L'œuvre est inspirée par une enquête qu'elle a faite au Maroc,
sur les mariages entre Zurichoises et Marocains et les problèmes
que peuvent engendrer les changements de cultures.
Je pars pour la Suisse allemande et nous nous mettons au
travail, André et moi, pour transposer en film , une œuvre écrite
sous forme théâtrale, destinée à être
jouée dans des décors de studio.
Le scénario terminé , je pars pour le Maroc avec le directeur
de production, Werner Kägi.
Grâce à Doris Morf et Kaminsky les lieux d'action, Les villes
de Taroudant et d' Agadir sont bien déterminées dans le
scénario.
Il s'agit pour nous de repérer d'une manière précise
, les emplacements de tournage, puis d'obtenir toutes les autorisations
marocaines et même une collaboration sympathique de la part de la
TV marocaine.

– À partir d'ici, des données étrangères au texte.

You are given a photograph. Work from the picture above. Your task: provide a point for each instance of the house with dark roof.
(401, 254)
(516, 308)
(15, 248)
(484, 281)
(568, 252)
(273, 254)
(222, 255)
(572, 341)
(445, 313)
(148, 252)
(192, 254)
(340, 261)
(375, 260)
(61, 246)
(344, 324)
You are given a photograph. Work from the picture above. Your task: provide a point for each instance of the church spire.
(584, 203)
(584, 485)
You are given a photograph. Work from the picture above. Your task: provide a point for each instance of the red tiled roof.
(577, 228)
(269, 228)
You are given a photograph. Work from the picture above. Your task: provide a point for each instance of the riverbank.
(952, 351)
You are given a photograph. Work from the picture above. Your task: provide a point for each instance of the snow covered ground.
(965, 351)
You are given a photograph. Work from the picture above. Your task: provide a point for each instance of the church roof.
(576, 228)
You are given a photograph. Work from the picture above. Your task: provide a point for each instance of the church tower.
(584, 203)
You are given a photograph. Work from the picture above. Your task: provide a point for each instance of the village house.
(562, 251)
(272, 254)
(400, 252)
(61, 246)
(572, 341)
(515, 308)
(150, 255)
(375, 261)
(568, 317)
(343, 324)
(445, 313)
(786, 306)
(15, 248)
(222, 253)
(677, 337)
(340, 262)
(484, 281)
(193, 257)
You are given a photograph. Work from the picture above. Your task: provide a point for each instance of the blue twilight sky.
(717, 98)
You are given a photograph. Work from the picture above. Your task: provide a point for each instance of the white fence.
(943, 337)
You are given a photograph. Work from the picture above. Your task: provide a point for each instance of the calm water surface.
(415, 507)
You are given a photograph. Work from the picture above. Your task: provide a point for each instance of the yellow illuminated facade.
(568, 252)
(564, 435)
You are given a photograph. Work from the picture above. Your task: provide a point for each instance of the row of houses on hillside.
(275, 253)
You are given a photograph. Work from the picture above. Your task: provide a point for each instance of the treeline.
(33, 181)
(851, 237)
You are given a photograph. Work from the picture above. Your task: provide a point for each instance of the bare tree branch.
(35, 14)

En plus d'un directeur de production et de son assistant
marocain il me faut deux actrices et trois acteurs du pays, qui s'avèrent
excellents, sans compter la figuration.
Pour compléter notre préparation, nous
parcourons une petite partie de ces régions magnifiques, et nous
rentrons en Suisse commencer le tournage à Zurich.
Le rôle de la jeune Zurichoise est tenu par l'excellente
comédienne Agnès Duneisen et, dans celui du beau marocain
Ghazi Younes, qui a joué l'un des rôles importants dans le
film du détournement d'avions. Le film est une réussite.
Après cette expérience, je suis heureux de
profiter de l'offre du chef des émissions théâtrales
de Zürich ,Marx Peter Amman, il s'agit de mettre en scène
en studio une pièce de Marivaux : " Le jeu de l'amour et du
Hasard ".
Après une lecture de la traduction, adaptation
du dramaturge allemand Volker Erhard, nous décidons, Niklaus Schlienger
et moi-même de confronter la lourde formulation germanique du texte
à l'original français.
Pour retrouver la subtilité, l'élégance et le charme
du langage de Marivaux.
La fin de la pièce devenait une situation historique dans le travail
de ERHARD. Nous inventons une action-cadre, mettant en scène Marivaux
en personne, commentateur ironique et amusé par les personnages
de son invention.
Le décor intérieur XVIIIème, un peu délabré,
extérieur d'époque, terrasses, jardins grottes est parfaitement
conçu et exécuté par Jürg Wesbecher. ancien
assistant de G. Dessauges.
J'ai dessiné les maquettes des costumes, qui sont confectionnés
par un spécialiste de Münich.
1989 ! C'est la dernière dramatique en Studio Electronique
de la Télévision Suisse Alémanique.
La distribution comprend Suzanne Meyerhoff , Gabrielle Rothmüller,
Jürgen Czsisla, Patrick Wiszniewsky. .tous des acteurs de grand talent.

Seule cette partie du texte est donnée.